Nice super moon pic!! Did everyone see it on Saturday? Where I live it was cloudy (boo), so I saw it for about three minutes, rising, before it snuck into the clouds. It was gorgeous for those three minutes, though! Later that night, around 2am, it woke me up with its super brightness. It wasn't huge and red and beautiful at that point, but SO bright.
Pino - I have thought about that very thing. Like, am I just set on getting those double lines? Am I equally excited about actually having a child? I have thought about this a lot, actually! I've come up with a few things. First off, none of us can really comprehend the enormity of the transformation that will occur when we get pregnant and become mothers. I think that being really excited about getting a +hpt is most women's way of taking baby steps towards that transition, if that makes any sense! Our first month TTC, when I was convinced it would happen right away, I thought immediately I had gotten pg because I was taking prenatals and they were making me sick to my stomach, lol. This 'symptom', in combination with all of the books about babies and baby name things I was reading felt TOTALLY overwhelming, and I got really scared. Since we've had 9 more months of TTC to get used to the idea, I've slowly warmed up to thoughts about getting the +, dealing with morning sickness, etc., getting a giant bump and dealing with that bodily change, and slowly I'm allowing my mind to think about labor and how I'd want that to go. There's only so much we can hypothesize about and imagine! And I think there's a reason that we all feel hopeful and excited in the TWW, and why we feel devastated when we see that BFN--it's because we all really want a baby!! At least that's my theory. I first realized that it was time to seriously TTC after a family event with my SIL, BIL, and nieces. Once OH and I got in the car to go home I totally broke down. I LOVE being with my nieces and my body was just aching for a baby when I was with them. It's like a switch got turned on--the mothering switch, lol. Anyway, my favorite life coach, Martha Beck, likes to say that any time we start sobbing uncontrollably after a happy occasion, or feel joy in a tough circumstance, it's time to pay attention because those feelings are likely pointing us in the direction of what we want. Sorry for the novel!! I apparently have a lot of thoughts on this...
preg - Did you test today?? I soooo want to hear!
treasured - Yes, AF is a bummer!! I feel OK about it now. I was actually not that upset this month--NTNP really helped me take a step back and enjoy the month. Now I'm right back on the horse and ready to SMEP!
Sashimi - We are so close to being birthday twins! That's amazing that OH surprised you with a trip! I've always wanted to go to Savannah, and thought about art school there. That's soooo exciting that you'll get to spend your birthday in Hawaii. It's amazing that you guys get the time away together, too! I think yearly vacations are essential--though we're not good about sticking to that rule.

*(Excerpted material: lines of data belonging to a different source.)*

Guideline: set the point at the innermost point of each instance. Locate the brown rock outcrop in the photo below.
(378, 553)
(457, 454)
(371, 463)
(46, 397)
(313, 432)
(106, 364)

AFM, I got blood drawn yesterday for estradiol and day 3 FSH. I know it's silly, but I'm nervous about the results! I know that the FSH level can indicate how many eggs or their quality or ability to mature, etc., and I'm scared my OB will call and say that I don't have eggs or they are not good quality or something. My OH asked me to relax and cross that bridge if we come to it, and it's not likely that we will. He's the positive one, lol, but I'm working on it! I really grew up as a sort of pragmatic pessimist--like, if I can imagine the worst case scenario and then decide how I'd deal with it, I'll be OK! That hasn't brought me anything positive, however, in my older years, and I'm really, really working on being more positive and worrying less.